Entscheidungsdatum: 16.03.2012
Betreiber einer Telekommunikationslinie ist, wer über deren Nutzung zu Zwecken der Telekommunikation tatsächlich und rechtlich bestimmen kann; die umfassende Verfügungsbefugnis über alle körperlichen Bestandteile der Telekommunikationslinie ist nicht erforderlich.
Auf die Revision der Beklagten wird unter Zurückweisung des weitergehenden Rechtsmittels das Urteil des 21. Zivilsenats des Oberlandesgerichts Hamm vom 24. März 2011 im Kostenpunkt und insoweit aufgehoben, als die Beklagte zur Zahlung von 323.336,85 € nebst Zinsen verurteilt worden ist.
Auf die Berufung der Klägerin wird das Urteil der I. Kammer für Handelssachen des Landgerichts Dortmund vom 5. November 2008 geändert und die auf Zahlung gerichtete Klage dem Grunde nach für gerechtfertigt erklärt.
Wegen der Höhe des Zahlungsanspruchs wird die Sache zur neuen Verhandlung und Entscheidung, auch über die Kosten des Revisionsverfahrens, an das Berufungsgericht zurückverwiesen.
Von Rechts wegen
Die Klägerin ist Eigentümerin eines ursprünglich allein der Energieversorgung dienenden Leitungsnetzes. In den neunziger Jahren wurden die Leitungen mit für die öffentliche Telekommunikation nutzbaren Lichtwellenleiterkabeln ausgestattet. Eine Rechtsvorgängerin der Klägerin räumte der Rechtsvorgängerin der Beklagten in einem 1999 geschlossenen Vertrag das Recht zur ausschließlichen Nutzung und Vermarktung des dadurch entstandenen Telekommunikationsnetzes ein.

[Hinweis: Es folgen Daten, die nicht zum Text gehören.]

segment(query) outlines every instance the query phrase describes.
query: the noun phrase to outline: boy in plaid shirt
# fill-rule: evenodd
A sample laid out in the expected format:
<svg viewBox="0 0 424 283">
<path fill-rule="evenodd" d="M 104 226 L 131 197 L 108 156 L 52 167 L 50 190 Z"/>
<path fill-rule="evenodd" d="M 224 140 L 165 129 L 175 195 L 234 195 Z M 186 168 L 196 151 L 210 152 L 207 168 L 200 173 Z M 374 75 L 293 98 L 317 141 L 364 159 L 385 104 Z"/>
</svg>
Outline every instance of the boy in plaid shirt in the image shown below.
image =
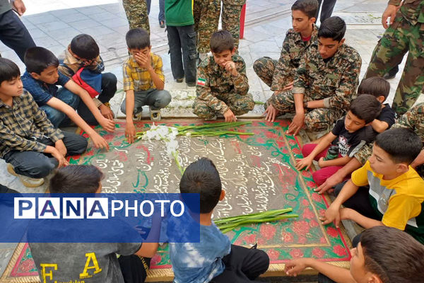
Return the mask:
<svg viewBox="0 0 424 283">
<path fill-rule="evenodd" d="M 45 112 L 23 88 L 15 63 L 0 58 L 0 158 L 8 171 L 30 187 L 38 187 L 65 156 L 87 149 L 82 136 L 54 129 Z"/>
<path fill-rule="evenodd" d="M 171 102 L 171 96 L 163 89 L 162 59 L 151 52 L 148 33 L 141 28 L 134 28 L 126 33 L 126 40 L 131 55 L 122 66 L 125 99 L 121 111 L 126 115 L 125 137 L 132 143 L 136 136 L 133 115 L 140 116 L 142 107 L 149 105 L 151 119 L 160 120 L 159 110 Z"/>
</svg>

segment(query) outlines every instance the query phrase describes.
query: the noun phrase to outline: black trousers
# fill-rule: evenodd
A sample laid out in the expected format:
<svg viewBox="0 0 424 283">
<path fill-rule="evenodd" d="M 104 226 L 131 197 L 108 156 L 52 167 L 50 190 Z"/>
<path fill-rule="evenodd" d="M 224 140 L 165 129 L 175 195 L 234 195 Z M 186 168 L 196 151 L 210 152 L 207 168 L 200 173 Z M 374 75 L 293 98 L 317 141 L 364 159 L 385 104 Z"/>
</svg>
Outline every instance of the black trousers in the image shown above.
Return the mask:
<svg viewBox="0 0 424 283">
<path fill-rule="evenodd" d="M 185 74 L 186 83 L 194 83 L 197 57 L 194 25 L 181 27 L 167 25 L 166 28 L 174 79 L 182 79 Z"/>
<path fill-rule="evenodd" d="M 322 23 L 326 18 L 331 16 L 333 8 L 334 8 L 336 1 L 337 0 L 318 0 L 318 10 L 317 11 L 317 15 L 315 16 L 317 21 L 318 21 L 321 4 L 322 4 L 322 7 L 321 7 L 321 16 L 319 17 L 319 21 L 321 21 L 321 23 Z"/>
<path fill-rule="evenodd" d="M 68 132 L 62 132 L 62 139 L 66 147 L 66 156 L 81 154 L 87 149 L 87 139 L 83 136 Z M 47 137 L 37 142 L 47 146 L 54 146 L 54 143 Z M 37 151 L 11 151 L 3 156 L 3 159 L 12 164 L 17 174 L 30 178 L 45 178 L 59 165 L 57 159 L 50 154 Z"/>
<path fill-rule="evenodd" d="M 117 77 L 112 73 L 102 73 L 102 92 L 98 99 L 102 103 L 109 102 L 117 92 Z M 78 105 L 78 114 L 88 125 L 98 125 L 99 122 L 95 120 L 90 109 L 82 100 Z"/>
<path fill-rule="evenodd" d="M 0 40 L 13 50 L 22 62 L 27 49 L 35 47 L 28 30 L 12 10 L 0 15 Z"/>
<path fill-rule="evenodd" d="M 261 250 L 231 245 L 230 254 L 223 258 L 225 270 L 211 283 L 252 282 L 269 267 L 269 258 Z"/>
</svg>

Aufgrund der Nutzungserweiterung machten zahlreiche Eigentümer von Grundstücken, über welche die Leitungen verlaufen, Ausgleichsansprüche nach dem Telekommunikationsgesetz gegen die Klägerin geltend. Diese verlangt von der Beklagten die Erstattung der Hälfte der an die Grundstückseigentümer erbrachten Ausgleichszahlungen sowie die Feststellung, dass die Beklagte verpflichtet ist, sie von weitergehenden Ausgleichsansprüchen der Eigentümer, über deren Grundstücke die der Beklagten überlassenen - näher bezeichneten - Leitungen verlaufen, zur Hälfte freizustellen.

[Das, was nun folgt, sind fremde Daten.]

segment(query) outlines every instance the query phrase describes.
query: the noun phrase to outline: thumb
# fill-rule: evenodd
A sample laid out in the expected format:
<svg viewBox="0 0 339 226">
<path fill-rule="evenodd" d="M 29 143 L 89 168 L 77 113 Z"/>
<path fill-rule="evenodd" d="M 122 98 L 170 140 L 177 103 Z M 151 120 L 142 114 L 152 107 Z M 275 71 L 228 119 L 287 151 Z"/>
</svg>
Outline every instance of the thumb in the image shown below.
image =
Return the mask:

In erster Instanz ist die Klage ohne Erfolg geblieben. Das Oberlandesgericht hat ihr stattgegeben. Mit der von dem Oberlandesgericht zugelassenen Revision, deren Zurückweisung die Klägerin beantragt, verfolgt die Beklagte ihren Klageabweisungsantrag weiter.
I.
Das Berufungsgericht meint, der Klägerin stehe gemäß § 426 Abs. 1 BGB ein Anspruch in Höhe von 318.679,85 € gegen die Beklagte zu, da die Parteien Gesamtschuldner der Ausgleichsansprüche der Grundstückseigentümer nach § 76 Abs. 2 Satz 2 TKG bzw. nach § 57 Abs. 2 Satz 2 TKG aF seien. Die Beklagte sei Betreiberin der Telekommunikationslinie. Eine anderweitige Bestimmung über die Verteilung der Kosten im Innenverhältnis bestehe nicht; insbesondere seien die Ausgleichsansprüche - ungeachtet des Mietrechtscharakters der Nutzungsvereinbarung - nicht als Lasten der Mietsache im Sinne von § 535 Abs. 1 Satz 3 BGB anzusehen. Ein hälftiger Ausgleich sei angemessen, weil es sich bei der Beklagten um die einzige Betreiberin der Telekommunikationslinie handele.
Die ursprünglich im Tatbestand des Berufungsurteils enthaltene Feststellung, die Beklagte bestreite die von der Klägerin dargelegten Zahlungen an die Grundstückseigentümer nicht mehr, ist aufgrund eines Tatbestandsberichtigungsbeschlusses des Berufungsgerichts entfallen.
II.
Die Revision hat teilweise Erfolg.
1. Das angefochtene Urteil hält revisionsrechtlicher Nachprüfung stand, soweit darin ein aus einem Gesamtschuldverhältnis abgeleiteter Zahlungs- und Freistellungsanspruch der Klägerin (§ 426 Abs. 1 Satz 1 BGB) dem Grunde nach als gegeben angesehen wird.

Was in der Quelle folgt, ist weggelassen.